Peter Singer, a strategist and senior fellow at New America who writes about cybersecurity, is worried that after all the hacks, data dumps and servers left unprotected, we may be tuning out.
Data breach fatigue
Troy Hunt, who runs Have i been pwned?, has seen the rate and size of data breaches grow since he founded the site in late 2013.
Rather than becoming fatigued, he suggested people simply accept such incidents are now “a normal part of online life”.
“I’m actually finding … that people are judging companies less on the fact they’ve had [a data breach], and more on how they’ve dealt with it,” Mr. Hunt said.

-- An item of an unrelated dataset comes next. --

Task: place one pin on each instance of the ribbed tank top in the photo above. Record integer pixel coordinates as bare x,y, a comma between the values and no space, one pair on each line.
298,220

What should I do after a data breach?
Change your account password and get a password manager
Report financial losses to the Australian Cybercrime Online Reporting Network
Check your bank account for unusual charges
If your credit card details have been lost, contact your bank
We don’t yet know much about “data breach fatigue” as ameasurable phenomenon, agreed Cassandra Cross, an online fraud researcher at the Queensland University of Technology.
“I don’t really think we know … whether people are making choices to do things differently, [or] whether they’re just ignoring it,” she said, suggesting more work needs to be done.
Rui Chen, an information systems academic at Iowa State University, investigated consumer attitudes after online security incidents.
In 2015, the US Office of Personnel Management (OPM) lost more than 4.2 million personnel files, among other sensitive documents.
Dr. Chen and his team used sentiment-analysis tools to track the emotional content of 18,764 tweets containing the hashtag #OPMHack.
After events associated with the hack — from the initial breach announcement to the OPM director’s resignation — they saw a large drop-off in reaction.
In other words, Dr. Chen said, “we can see that the public is gradually losing interest in reacting to this news”.
The effects of ‘fatigue’
If people don’t take breaches seriously, they may not follow instructions to protect themselves, such as changing passwords or using credit-monitoring services.
But our understanding of how people do respond is limited.
“One thing could be there are just so many incidents of data breach happening … people consider it typical,” Dr. Chen speculated.
“It’s the norm of this digital world.”
These incidents can also feel quite abstract, Dr. Cross added.
Consider the compromising of more than 359 million MySpace accounts or more than 164 million LinkedIn accounts — these are almost unimaginable numbers.
For victims, there’s also a difference of perception between your details being lost or stolen and actual misuse of that information — in the form of identity theft, for example, which is estimated to cost Australia $2.2 billion each year.
“They’re just one small individual within an entire group, and they don’t feel that they are particularly valuable in terms of a target,” she said.
Real-world effects
New America’s Peter Singer suggested we won’t see decisive action from the government on these issues until breaches begin to have a dramatic impact in the physical world.
Connected devices, from fridges that can be accessed online to driverless cars, will make this more dangerous — and likely.
You might start caring more when a hacker uses stolen credentials to turn your lights on and off remotely.
“I think … what will inevitably happen is some type of bad outcome,” Mr. Singer added.
A badly handled data breach can also dent a company’s reputation.
Take Uber, which initially tried to cover up the exfiltration of the names, email addresses and mobile phone numbers of 57 million users.
Mr. Hunt also sees companies being judged harshly if a breach exposes their poor security posture, such as storing passwords in plain text without cryptographic protection.
On the flip side, he cited the Red Cross Blood Service’s reaction as “the gold standard” after it lost donor information in 2016.
The group was swift to act and tell the public — and was apologetic throughout.
As data breaches continue, Mr. Hunt hopes people will avoid fatigue and take control: get a password manager, make all passwords unique and turn on two-factor authentication.
“These are really basic things that we can all do, and they fundamentally change the impact of a data breach,” he said.